What is clear from Elliott's surveys is that EMC and VMware customers do not think that the spinoff would have much of an effect on their buying behavior, which is good news for both parts of the EMC federation. But they might have some opinions about how a unified EMC-VMware might shape future platforms to provide a more focused virtual platform. Customers may also not care that VMware is competing with EMC partner Cisco Systems with its NSX network virtualization software stack or that Cisco is competing with VMware with its OpenStack partnership with Red Hat. But these initiatives certainly put strain on EMC's partnerships just the same and cause friction.


Elliott wants EMC to take on $4.8 billion in debt, get $1.5 billion in loans repaid by VMware, and add this to $2.7 billion in cash to do a $9 billion stock buyback in EMC shares. At the same time, Elliott wants to do a tax-free spinoff of shares in VMware to all holders of EMC stock, setting VMware free from EMC. With these actions, Elliott believes that it can boost the value of all of the pieces by 48 percent. And importantly, it can free VMware to compete fully in the storage arena while letting EMC maintain its physical storage partnership with Cisco.
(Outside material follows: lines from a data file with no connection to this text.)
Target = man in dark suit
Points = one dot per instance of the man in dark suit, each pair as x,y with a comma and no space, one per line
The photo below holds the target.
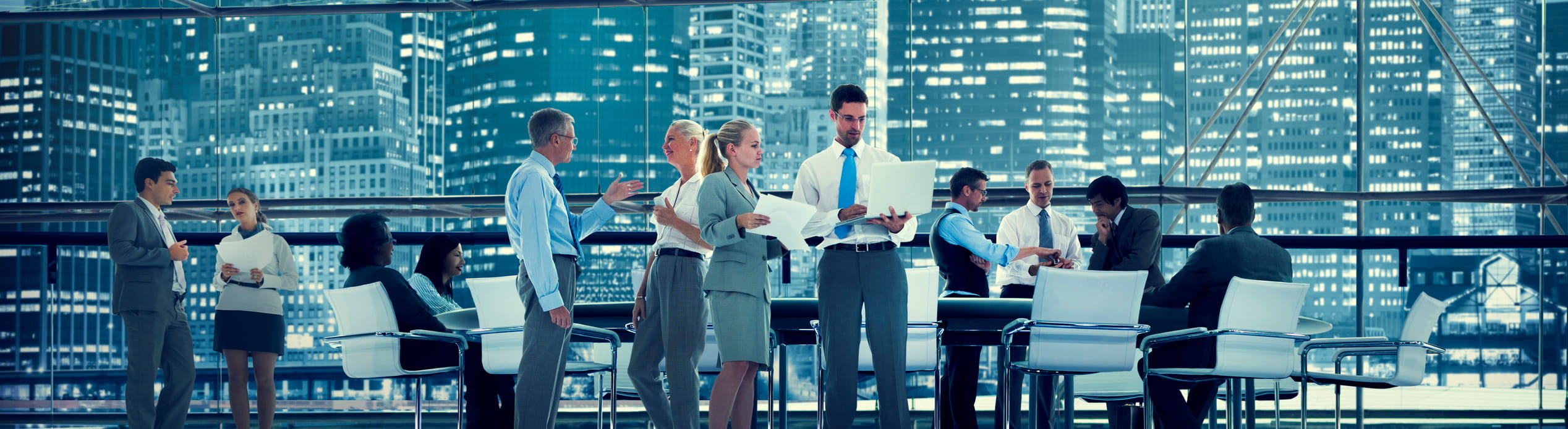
1127,239
1201,286
150,296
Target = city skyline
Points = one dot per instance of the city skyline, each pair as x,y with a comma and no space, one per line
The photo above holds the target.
438,105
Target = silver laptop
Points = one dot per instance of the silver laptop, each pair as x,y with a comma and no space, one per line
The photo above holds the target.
905,187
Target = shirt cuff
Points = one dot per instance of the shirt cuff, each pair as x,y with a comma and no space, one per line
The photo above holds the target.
1007,256
551,301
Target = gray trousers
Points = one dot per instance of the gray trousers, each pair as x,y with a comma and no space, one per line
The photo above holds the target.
673,329
846,281
159,340
545,350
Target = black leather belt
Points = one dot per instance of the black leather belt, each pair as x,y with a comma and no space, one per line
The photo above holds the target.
877,246
678,253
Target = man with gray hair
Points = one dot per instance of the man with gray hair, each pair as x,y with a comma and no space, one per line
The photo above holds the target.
546,239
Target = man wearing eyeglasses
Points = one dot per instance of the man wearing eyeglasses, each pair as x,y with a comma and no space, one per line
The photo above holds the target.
858,266
546,239
1127,239
963,257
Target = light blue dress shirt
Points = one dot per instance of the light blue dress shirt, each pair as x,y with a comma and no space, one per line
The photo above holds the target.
540,226
958,229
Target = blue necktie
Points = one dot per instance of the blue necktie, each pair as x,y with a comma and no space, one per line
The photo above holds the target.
846,189
562,192
1046,240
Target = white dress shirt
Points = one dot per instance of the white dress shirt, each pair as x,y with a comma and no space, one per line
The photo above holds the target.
817,184
1021,229
168,240
684,198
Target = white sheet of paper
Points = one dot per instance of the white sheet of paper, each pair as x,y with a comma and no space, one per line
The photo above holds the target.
786,218
247,254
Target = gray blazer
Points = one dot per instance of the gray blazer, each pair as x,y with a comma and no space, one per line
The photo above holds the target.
739,262
143,271
1203,281
1137,246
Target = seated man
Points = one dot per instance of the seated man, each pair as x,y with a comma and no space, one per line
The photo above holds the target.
1200,286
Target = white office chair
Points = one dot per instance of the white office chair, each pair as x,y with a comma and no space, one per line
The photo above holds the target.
708,363
502,331
1083,321
922,350
1410,354
370,343
1253,340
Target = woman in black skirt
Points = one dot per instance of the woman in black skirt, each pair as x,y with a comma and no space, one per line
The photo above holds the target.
250,320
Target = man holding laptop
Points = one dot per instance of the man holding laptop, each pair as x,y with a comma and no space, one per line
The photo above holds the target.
858,266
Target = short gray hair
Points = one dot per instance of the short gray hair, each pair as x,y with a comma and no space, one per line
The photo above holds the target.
546,122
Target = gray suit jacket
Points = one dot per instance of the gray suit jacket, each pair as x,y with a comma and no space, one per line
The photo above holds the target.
1136,246
739,262
143,271
1203,281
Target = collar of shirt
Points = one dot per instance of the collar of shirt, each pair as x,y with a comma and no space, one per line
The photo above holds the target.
961,210
1034,210
148,204
545,163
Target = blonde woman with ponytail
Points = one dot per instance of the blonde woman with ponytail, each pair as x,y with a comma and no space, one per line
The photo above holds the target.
250,315
738,281
668,315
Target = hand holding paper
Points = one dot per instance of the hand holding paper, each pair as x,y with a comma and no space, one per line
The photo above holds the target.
247,254
785,219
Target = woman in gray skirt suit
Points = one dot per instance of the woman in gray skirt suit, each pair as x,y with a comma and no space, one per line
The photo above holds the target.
738,276
670,313
250,318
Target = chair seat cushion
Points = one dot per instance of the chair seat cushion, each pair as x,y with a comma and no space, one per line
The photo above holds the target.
574,368
430,372
1109,387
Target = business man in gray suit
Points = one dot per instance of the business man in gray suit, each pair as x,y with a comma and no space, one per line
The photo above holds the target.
1201,286
1127,239
150,296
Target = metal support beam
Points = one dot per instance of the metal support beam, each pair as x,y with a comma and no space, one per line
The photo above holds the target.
363,8
198,7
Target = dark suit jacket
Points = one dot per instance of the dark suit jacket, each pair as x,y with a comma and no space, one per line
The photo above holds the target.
1136,246
143,271
1203,281
739,262
411,313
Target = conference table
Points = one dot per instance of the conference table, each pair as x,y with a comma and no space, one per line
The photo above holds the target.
968,321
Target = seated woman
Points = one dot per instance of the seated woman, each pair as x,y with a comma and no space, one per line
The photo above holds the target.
490,397
367,251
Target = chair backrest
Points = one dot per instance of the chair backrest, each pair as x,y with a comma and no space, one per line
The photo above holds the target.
360,310
1420,323
1258,306
499,306
1086,296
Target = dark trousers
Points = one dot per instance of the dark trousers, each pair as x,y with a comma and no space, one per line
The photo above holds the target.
490,398
960,383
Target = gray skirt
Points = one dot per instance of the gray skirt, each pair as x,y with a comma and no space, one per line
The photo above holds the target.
741,326
248,331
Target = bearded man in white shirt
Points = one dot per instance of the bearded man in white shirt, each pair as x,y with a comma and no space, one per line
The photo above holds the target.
858,266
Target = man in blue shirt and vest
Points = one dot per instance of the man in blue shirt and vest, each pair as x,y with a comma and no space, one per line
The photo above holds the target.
965,256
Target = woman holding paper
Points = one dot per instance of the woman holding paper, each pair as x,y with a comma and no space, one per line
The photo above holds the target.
250,318
670,313
738,278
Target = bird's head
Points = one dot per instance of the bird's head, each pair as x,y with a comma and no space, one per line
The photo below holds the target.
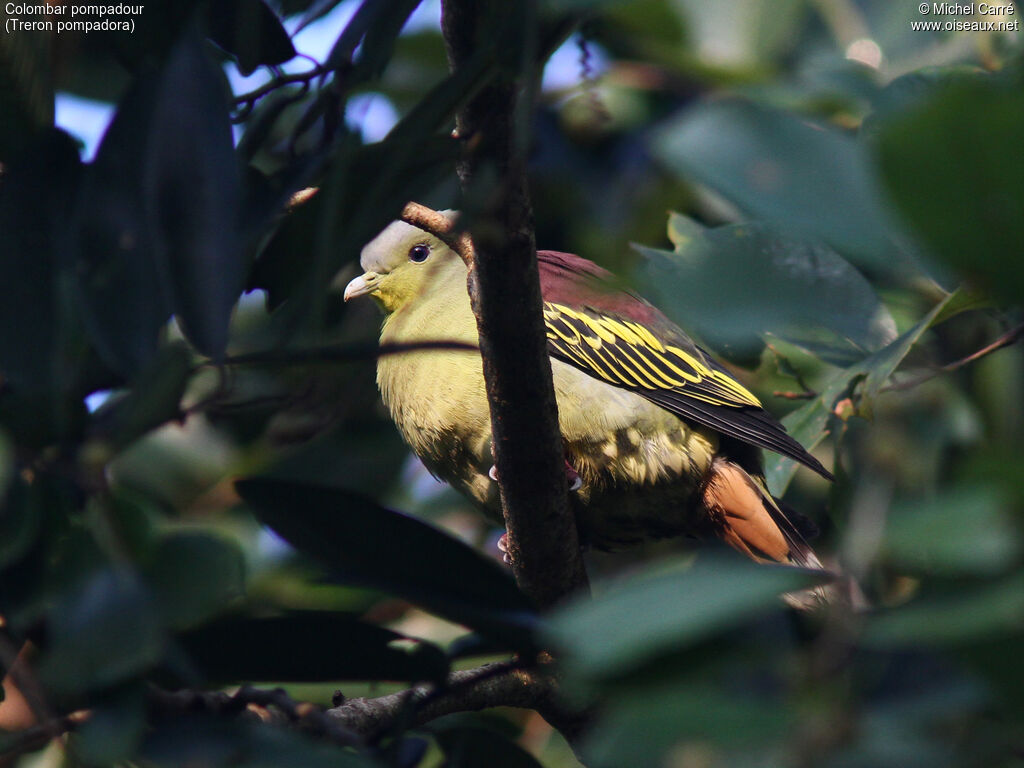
399,264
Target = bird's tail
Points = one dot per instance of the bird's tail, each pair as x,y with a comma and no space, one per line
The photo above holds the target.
749,519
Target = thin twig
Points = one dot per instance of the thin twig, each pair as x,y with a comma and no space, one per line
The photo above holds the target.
441,227
33,738
304,715
247,101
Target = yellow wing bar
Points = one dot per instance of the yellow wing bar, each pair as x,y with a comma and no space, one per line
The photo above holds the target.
626,353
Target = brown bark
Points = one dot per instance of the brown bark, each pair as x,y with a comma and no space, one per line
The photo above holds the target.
505,290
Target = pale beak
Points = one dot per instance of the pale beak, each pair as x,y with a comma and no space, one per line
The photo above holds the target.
360,286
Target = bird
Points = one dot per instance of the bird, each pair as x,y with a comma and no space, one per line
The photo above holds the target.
660,439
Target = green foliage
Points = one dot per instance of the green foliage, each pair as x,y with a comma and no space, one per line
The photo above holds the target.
845,231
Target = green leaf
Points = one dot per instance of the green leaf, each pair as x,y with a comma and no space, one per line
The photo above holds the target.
34,210
671,714
114,730
20,519
196,576
952,617
809,179
154,398
807,423
468,747
732,284
657,614
250,32
26,90
194,185
222,742
101,633
369,546
334,647
120,287
932,536
960,146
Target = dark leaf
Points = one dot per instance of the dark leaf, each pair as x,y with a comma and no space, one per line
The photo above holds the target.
932,536
114,730
26,91
675,714
193,183
808,422
101,633
35,194
803,177
957,615
310,646
221,742
377,24
152,400
195,576
470,747
250,32
370,546
20,519
956,146
664,612
124,297
732,284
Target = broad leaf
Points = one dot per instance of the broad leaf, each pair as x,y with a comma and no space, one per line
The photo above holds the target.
195,576
807,178
124,296
369,546
251,32
101,634
732,284
193,183
334,647
956,146
606,637
808,422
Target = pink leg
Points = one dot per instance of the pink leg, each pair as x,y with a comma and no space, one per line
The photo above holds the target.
576,482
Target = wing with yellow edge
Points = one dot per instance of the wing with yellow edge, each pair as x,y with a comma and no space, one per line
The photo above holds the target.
660,364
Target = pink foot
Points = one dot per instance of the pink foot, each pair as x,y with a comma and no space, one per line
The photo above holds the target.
503,547
576,482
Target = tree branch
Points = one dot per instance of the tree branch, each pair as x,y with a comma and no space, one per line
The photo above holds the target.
505,290
500,684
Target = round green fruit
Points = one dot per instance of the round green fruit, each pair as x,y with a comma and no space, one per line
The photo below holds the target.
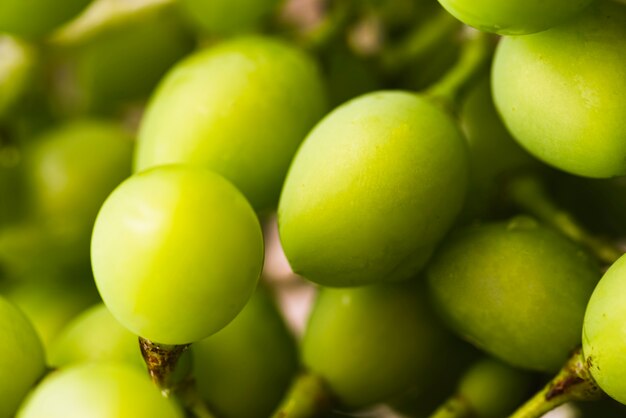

Of course, such a spinoff would leave VMware open to acquisition, and there are very few companies with enough cash to acquire it. One of them is none other than Cisco, of course, which could make very good use of VMware as the core virtualization layer for its Unified Computing System. That was, after all, the original plan and the underpinnings of the VCE partnership between Cisco, EMC, and VMware. EMC, seeing the writing on the walls about physical storage arrays over the long haul, is probably not been on letting go of VMware, for the reasons cited above. But one way or the other, EMC is going to be competing against VMware in storage over the long haul unless VMware becomes EMC's future storage. There is no mistaking that. Making a quick 48 percent return on stock valuation could be small potatoes compared to the future of EMC in the storage market and setting loose a powerful and rich competitor that can cause EMC much more pressure than activist investors like Singer.